Rui En put on 7kg for her role as a frumpy housewife in If Only I Could, and got fat-shamed. The experience opened her eyes to the realities of body-shaming and made her determined to start a dialogue about it. Which leads us to today’s cover story. Trying to arrange a cover shoot and interview with Rui En is tougher than catching a Mewtwo in Pokémon Go — there’s her crazy-packed schedule, her many conditions for the photo shoot (she only wants to work with certain hair and make-up people and stylists, and will only wear certain clothes) and her utter disdain for interviews. But we really wanted to put Rui En on the cover, and talk to her about body-shaming. So what did we do? We cheated. Zero photo shoots and barely an interview later, we have our cover story.

Here's an excerpt from Issue 1345, Jul 25, 2016. 

8 DAYS: There’s a burgeoning movement, especially in the US and other Western cultures, where “fat” is not a bad word. Where plus-sized poster girls such as Adele and Melissa McCarthy are proud of their bodies and have no desire to be thin, and they have super successful careers. Do you think that will ever reach our shores, where so many think that skinny is beautiful?

RUI EN: Yes, we are Asian, and yes, our culture is different, but body-shaming and ageism crosses all borders.
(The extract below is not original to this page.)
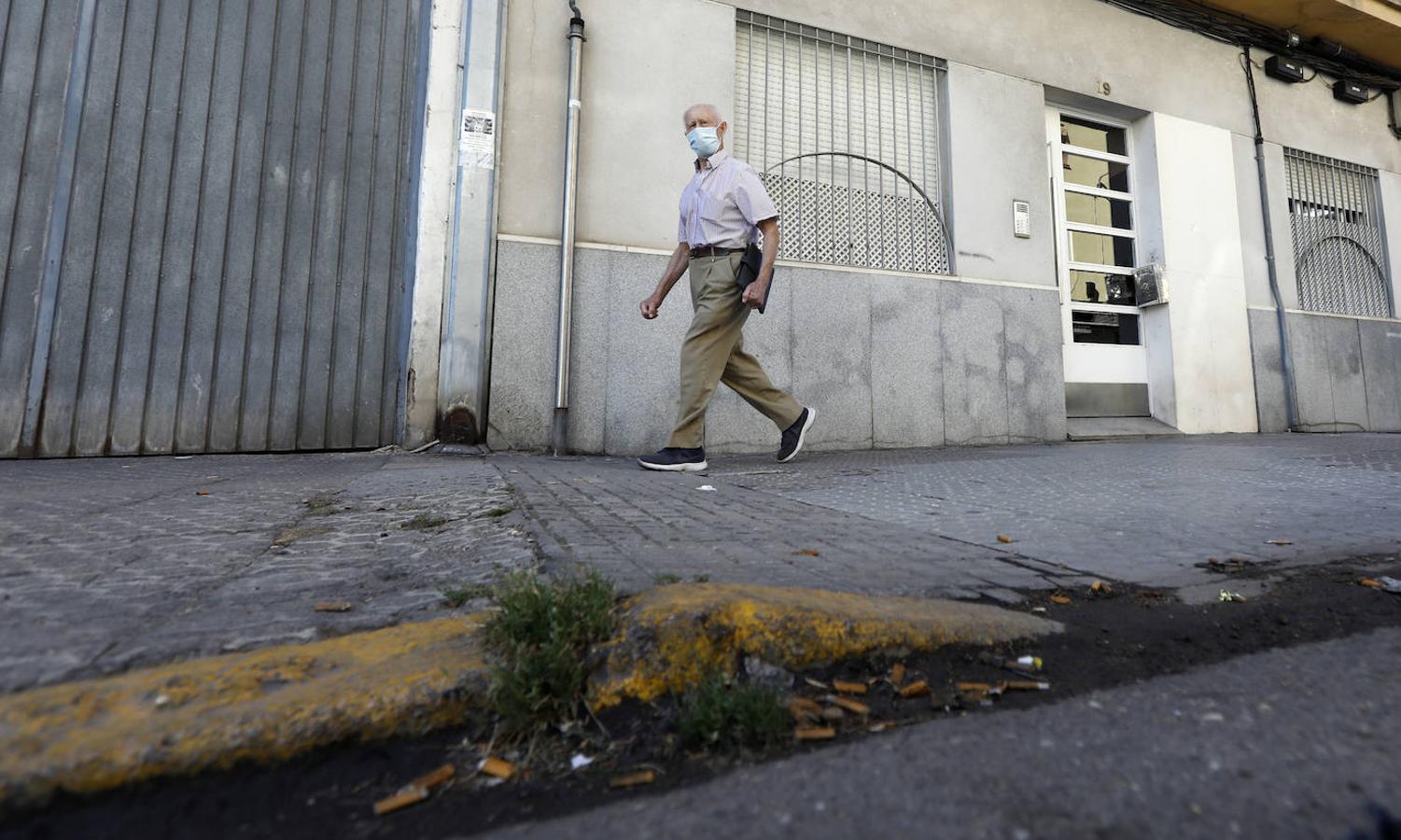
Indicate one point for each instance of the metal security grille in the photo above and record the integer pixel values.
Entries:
(847, 136)
(1339, 252)
(204, 213)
It's time to open a dialogue in Singapore about this. It's not about foreign celebrities having successful careers despite being plus-sized or older. It's about why there even needs to be a “despite”. Is this a disability? Unfortunately, these “skinny” standards are not only held by men, but also by women. Does owning a Lamborghini immediately mean that you are truly wealthy? And does being skinny by default make one happy and contented? In a world plagued by a horrific loss of life due to terrorist acts, Trump becoming the Republican [US Presidential] candidate, the upcoming consequences of Brexit, and police brutality towards blacks in the US, can body-shaming seriously be an actual issue? Enough, and be awake.

At one point in your career, the media and the public judged you for being too thin, and now, they are judging you for being too fat. Are you tired of all this body-shaming and are ready to make a stand, or are you resigned that it’s yet another one of the curses of being a celebrity?

I do not deny that I unfortunately chose a career where I will undeniably and brutally be judged on my appearance. I can't change that. However, the irony of being praised for being professional and putting on weight for my auntie role in If Only I Could, and yet be judged and torn apart for looking heavier, does not escape me. I just shrug and tell myself [it’s] dirt off my shoulder. 

You’ve said that you’re in your thirties and your metabolism isn’t what it used to be. Will you let nature take its course and accept that you may from now on be a couple of kilos heavier, or will you strive to lose weight?

Yes, it's been difficult losing the weight after the project. My metabolism isn't what it used to be. However, I have no intention of going back to having the body of a 14-year-old boy. As I grow older, I now appreciate curves and flesh on a woman.

Do you think it’s time for actresses to reject being judged by their appearances (especially their weight) and start being appreciated for their talent? Or is this too much to ask for in the looks-obsessed world of local showbiz?

Showbiz anywhere in the world is what it is. I just wish for younger actresses to understand that being skinny is not [everything]. If you’re a bamboo pole but can't act, is that any use? Work on yourself, understand the crazy — and getting crazier — world we live in, and understand life.

Do you think men and male artistes suffer as much from this affliction?

They are also artistes and also rely on their appearances to appeal. But for the Chris Evans, the Ryan Reynolds and the Channing Tatums — if they weren't as buff, would they still have opportunities? Yes. If I kept my auntie weight, would I have as many opportunities? No. Do men have to obsess about thigh gaps and how ‘protruding’ their collarbones are? No. I believe that when a male artiste appears [to look] heavier, he is not crucified as much as a female artiste would be. I hate to bring up a Kardashian, but do you remember when [Kim Kardashian] was crucified for her weight gain during pregnancy, of all things? That's all.